L’Ukraine et la Turquie ont par ailleurs développé de longue date des liens stratégiques pour contrer l’expansion de la Russie en mer Noire, dont Ankara contrôle le détroit du Bosphore, son seul accès maritime. Ce verrou essentiel a longtemps valu à l’Empire ottoman d’être l’objet de la prédation de la Russie tsariste, et les deux empires se sont affrontés à près de quatorze reprises, la guerre de Crimée (1853-1856) étant le dernier conflit en date.

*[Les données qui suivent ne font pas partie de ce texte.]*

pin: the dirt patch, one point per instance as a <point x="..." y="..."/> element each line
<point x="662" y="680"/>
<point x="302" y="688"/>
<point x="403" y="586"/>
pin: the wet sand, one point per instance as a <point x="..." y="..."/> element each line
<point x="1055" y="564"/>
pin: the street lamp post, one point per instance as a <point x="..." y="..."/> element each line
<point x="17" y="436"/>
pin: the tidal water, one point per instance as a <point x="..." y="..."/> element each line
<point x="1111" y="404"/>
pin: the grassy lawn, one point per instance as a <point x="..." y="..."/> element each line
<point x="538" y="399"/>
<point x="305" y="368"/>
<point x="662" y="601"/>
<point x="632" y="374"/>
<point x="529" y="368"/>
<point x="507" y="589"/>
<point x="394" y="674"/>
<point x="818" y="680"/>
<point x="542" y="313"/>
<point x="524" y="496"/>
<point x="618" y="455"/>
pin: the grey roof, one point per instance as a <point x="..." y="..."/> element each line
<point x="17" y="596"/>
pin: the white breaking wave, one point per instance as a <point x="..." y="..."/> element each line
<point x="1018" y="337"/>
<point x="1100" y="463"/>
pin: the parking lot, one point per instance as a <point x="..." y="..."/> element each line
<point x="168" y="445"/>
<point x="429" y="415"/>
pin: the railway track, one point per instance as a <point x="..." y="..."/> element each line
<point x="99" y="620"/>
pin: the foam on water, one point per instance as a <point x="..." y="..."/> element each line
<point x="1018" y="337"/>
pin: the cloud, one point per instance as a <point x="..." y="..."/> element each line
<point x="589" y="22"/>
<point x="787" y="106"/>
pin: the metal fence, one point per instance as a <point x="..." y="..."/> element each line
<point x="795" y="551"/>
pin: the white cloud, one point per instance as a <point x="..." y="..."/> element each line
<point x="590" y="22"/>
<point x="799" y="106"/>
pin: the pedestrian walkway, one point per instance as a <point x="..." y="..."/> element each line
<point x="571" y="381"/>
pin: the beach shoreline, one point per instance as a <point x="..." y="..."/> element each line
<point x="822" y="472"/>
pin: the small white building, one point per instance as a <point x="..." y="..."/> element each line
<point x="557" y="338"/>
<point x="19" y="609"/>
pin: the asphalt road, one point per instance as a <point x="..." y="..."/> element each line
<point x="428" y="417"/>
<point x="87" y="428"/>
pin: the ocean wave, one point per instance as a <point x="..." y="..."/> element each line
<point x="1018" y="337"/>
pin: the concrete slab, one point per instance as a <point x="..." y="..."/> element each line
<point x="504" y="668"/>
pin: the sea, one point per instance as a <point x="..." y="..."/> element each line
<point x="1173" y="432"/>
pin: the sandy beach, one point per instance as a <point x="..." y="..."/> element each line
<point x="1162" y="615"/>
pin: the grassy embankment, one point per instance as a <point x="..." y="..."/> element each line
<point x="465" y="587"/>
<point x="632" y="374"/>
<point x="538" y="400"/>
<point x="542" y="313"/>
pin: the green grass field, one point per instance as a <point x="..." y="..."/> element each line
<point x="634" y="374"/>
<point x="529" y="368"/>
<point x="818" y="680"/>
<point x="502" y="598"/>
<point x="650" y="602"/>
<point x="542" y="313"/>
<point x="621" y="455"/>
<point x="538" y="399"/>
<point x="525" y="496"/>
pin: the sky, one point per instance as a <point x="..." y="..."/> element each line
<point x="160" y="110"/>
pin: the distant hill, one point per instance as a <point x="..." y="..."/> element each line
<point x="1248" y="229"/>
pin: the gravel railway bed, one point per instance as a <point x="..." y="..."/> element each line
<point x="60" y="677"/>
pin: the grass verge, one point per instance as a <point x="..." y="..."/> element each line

Or, cette rivalité perdure encore aujourd’hui, justifiant le rapprochement turco-ukrainien afin de limiter cette menace directe sur l’hinterland turc, un phénomène anxiogène pour Ankara depuis le début du conflit du Donbass et l’annexion de la Crimée en 2014. Depuis lors, la Russie contrôle en effet la majeure partie des ports ukrainiens et y fait stationner sa flotte de navires de guerre et de sous-marins. Elle possède en mer Noire 49 navires contre 26 avant 2014, tandis qu’Ankara n’en compte plus que 44. Enfin, armer « la voisine d’en face » est rapidement apparue comme une stratégie évidente pour la Turquie afin d’assurer sa sécurité stratégique et énergétique, depuis la découverte à l’été 2020 d’un gisement de gaz naturel au large de ses côtes.
Outre la position géographique avantageuse de la Turquie, obtenir son soutien logistique et militaire pouvait apparaître pour Kiev comme un pari gagnant en cas d’agression russe, compte tenu de son expérience dans le Haut-Karabakh ou en Libye. Depuis 2019, Erdogan et Volodymyr Zelensky se sont donc rencontrés à cinq reprises et ont considérablement renforcé la coopération militaire entre leurs deux pays, d’abord avec l’achat de 48 drones turcs Bayraktar TB2, puis avec un accord actant la production commune de ces équipements de pointe. Le 3 février dernier, au plus fort des tensions entre la Russie et l’Ukraine, Erdogan se rendait à Kiev pour signer un traité de libre-échange et plusieurs accords militaro-industriels.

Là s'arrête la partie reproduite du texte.